Sanford is one of the largest rural health systems in the U.S. with 224 primary and specialty clinics, 47,000 employees and 47 hospitals. Fairview is one of the biggest in the Twin Cities, with 80 primary and specialty care clinics, 31,000 employees and 11 hospitals – including the U's medical center.
The two health systems explored a possible merger in 2013 but the deal fell apart after concerns from state leaders over the control of the University of Minnesota Medical Center.
The current merger plan on the table would create one of the largest health care providers in the country. Sanford CEO Bill Gassen and Fairview CEO James Hereford told KARE 11 in early February that they understand concerns patients and employees have voiced since announcing their plans to merge. The two have spent weeks visiting hospitals and clinics across Minnesota to address fears about everything from care to union contracts.
Fairview issued a statement Friday afternoon:
Fairview is proud of the partnership we’ve had with the University of Minnesota since 1997. In that time, we have delivered unrivaled care for patients in our community. Since acquiring the East Bank hospital in 1997, Fairview has invested $911M of capital in our facilities on the University campus in addition to millions in academic support for the University’s teaching mission.

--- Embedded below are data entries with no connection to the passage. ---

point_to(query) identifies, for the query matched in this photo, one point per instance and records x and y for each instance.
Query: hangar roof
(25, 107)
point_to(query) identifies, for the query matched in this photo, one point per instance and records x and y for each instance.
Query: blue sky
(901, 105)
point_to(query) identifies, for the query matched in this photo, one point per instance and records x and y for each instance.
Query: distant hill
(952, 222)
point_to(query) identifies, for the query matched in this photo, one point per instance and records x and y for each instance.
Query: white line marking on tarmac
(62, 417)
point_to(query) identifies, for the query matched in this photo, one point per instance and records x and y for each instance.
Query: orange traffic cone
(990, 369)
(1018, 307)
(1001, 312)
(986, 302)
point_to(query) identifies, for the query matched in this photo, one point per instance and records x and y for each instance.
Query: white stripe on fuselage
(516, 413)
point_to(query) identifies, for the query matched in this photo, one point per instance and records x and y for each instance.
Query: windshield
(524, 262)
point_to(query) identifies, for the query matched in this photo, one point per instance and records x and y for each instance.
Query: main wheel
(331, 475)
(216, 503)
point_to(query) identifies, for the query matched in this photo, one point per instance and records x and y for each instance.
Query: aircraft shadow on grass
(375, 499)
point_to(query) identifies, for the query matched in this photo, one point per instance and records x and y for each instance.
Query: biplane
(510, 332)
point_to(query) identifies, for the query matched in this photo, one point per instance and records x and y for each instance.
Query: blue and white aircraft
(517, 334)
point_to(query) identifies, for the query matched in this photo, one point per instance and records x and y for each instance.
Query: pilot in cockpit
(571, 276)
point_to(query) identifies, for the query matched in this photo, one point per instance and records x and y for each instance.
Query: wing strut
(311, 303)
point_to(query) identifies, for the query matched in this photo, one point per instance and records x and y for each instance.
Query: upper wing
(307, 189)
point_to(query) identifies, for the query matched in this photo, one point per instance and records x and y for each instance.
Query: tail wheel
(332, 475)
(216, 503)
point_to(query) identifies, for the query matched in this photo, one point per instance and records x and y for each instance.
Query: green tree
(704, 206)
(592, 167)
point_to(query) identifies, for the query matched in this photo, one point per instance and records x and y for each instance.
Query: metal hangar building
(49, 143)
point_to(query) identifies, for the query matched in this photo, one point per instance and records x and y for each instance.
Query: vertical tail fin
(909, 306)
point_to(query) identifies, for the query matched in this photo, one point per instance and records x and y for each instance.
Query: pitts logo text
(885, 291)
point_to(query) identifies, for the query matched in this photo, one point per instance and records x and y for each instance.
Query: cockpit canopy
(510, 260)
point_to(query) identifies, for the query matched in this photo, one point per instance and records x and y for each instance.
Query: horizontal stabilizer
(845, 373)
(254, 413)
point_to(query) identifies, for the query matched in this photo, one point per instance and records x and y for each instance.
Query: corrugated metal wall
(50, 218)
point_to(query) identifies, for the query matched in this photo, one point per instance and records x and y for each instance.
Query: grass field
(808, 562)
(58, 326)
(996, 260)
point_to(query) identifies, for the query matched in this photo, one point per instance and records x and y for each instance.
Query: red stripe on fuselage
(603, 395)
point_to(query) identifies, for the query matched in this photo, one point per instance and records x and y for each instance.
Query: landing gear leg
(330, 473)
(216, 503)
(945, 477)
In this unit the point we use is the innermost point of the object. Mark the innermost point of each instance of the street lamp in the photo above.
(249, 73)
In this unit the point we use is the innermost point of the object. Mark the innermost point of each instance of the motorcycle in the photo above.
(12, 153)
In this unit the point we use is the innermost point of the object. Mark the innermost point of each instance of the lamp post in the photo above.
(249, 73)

We have shared that we are open to discussing options for the University to purchase the medical center and other Fairview assets on its campus at fair market value. However, many important details from the announcement today remain unclear.
We’re disappointed that the University did not share anything about their new proposal when we met just a few days ago. Health care is a complex and serious business with patients at the end of every decision. Negotiating the University’s proposal through the news media doesn’t allow for the thoughtful dialogue we need to develop the best possible plan to ensure stability for our staff and continuity of care for the patients we serve. We remain committed to working with our staff – including the clinical faculty – to provide the highest quality care.